2. The copper alloy as defined in claim 1, wherein the cast copper-calcium alloy is subjected to heat treatment to have a solid-liquid two-phase region exhibiting a temperature range of 910 to 1085° C. and an electrical conductivity of 75-95% IACS.

3. The copper alloy as defined in claim 1 or 2, wherein the cast copper-calcium alloy is compressed by 0.1-30% before heat treatment.

4. A method of manufacturing a high conductivity copper alloy for semi-solid forming, comprising the following steps of: melting a copper-calcium alloy including 0.1-1.5 wt % of calcium and the balance of copper at 1100-1150° C. to form molten copper-calcium alloys, which is then maintained at the same temperature for 1-5 min; casting the molten copper-calcium alloy to a copper alloy ingot by use of a mold preheated to 100-150° C.; and heating the copper alloy ingot to 910-1085° C. corresponding to a solid-liquid two-phase region and maintaining the heated copper alloy ingot at 910-1085° C. for 5-10 min, followed by chilling the heated copper alloy ingot, to remove segregation and stress generated in the casting step and to convert a dendritic structure of a primary copper phase to a globular structure, thereby obtaining the primary copper phase comprising the globular structure suitable for semi-solid forming.

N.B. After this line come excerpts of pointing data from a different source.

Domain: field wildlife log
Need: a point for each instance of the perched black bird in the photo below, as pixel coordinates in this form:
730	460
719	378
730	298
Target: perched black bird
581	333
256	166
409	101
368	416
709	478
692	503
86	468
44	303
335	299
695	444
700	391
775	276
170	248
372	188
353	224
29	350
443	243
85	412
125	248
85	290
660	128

5. The method as defined in claim 4, further comprising the step of compressing the copper alloy ingot by 0.1-30%, before the heating step.

Description:

BACKGROUND OF THE INVENTION

[0001] 1. Field of the Invention

[0002] The present invention pertains to a high conductivity copper alloy for semi-solid forming and manufacturing methods thereof. More specifically, the present invention pertains to a copper alloy having higher electrical conductivity and broader solid-liquid two-phase region compared to conventional copper alloys including Cu-0.11% O alloy, which can be easily processed by semi-solid forming to produce compact, energy efficient electric motors; and a method of manufacturing the same.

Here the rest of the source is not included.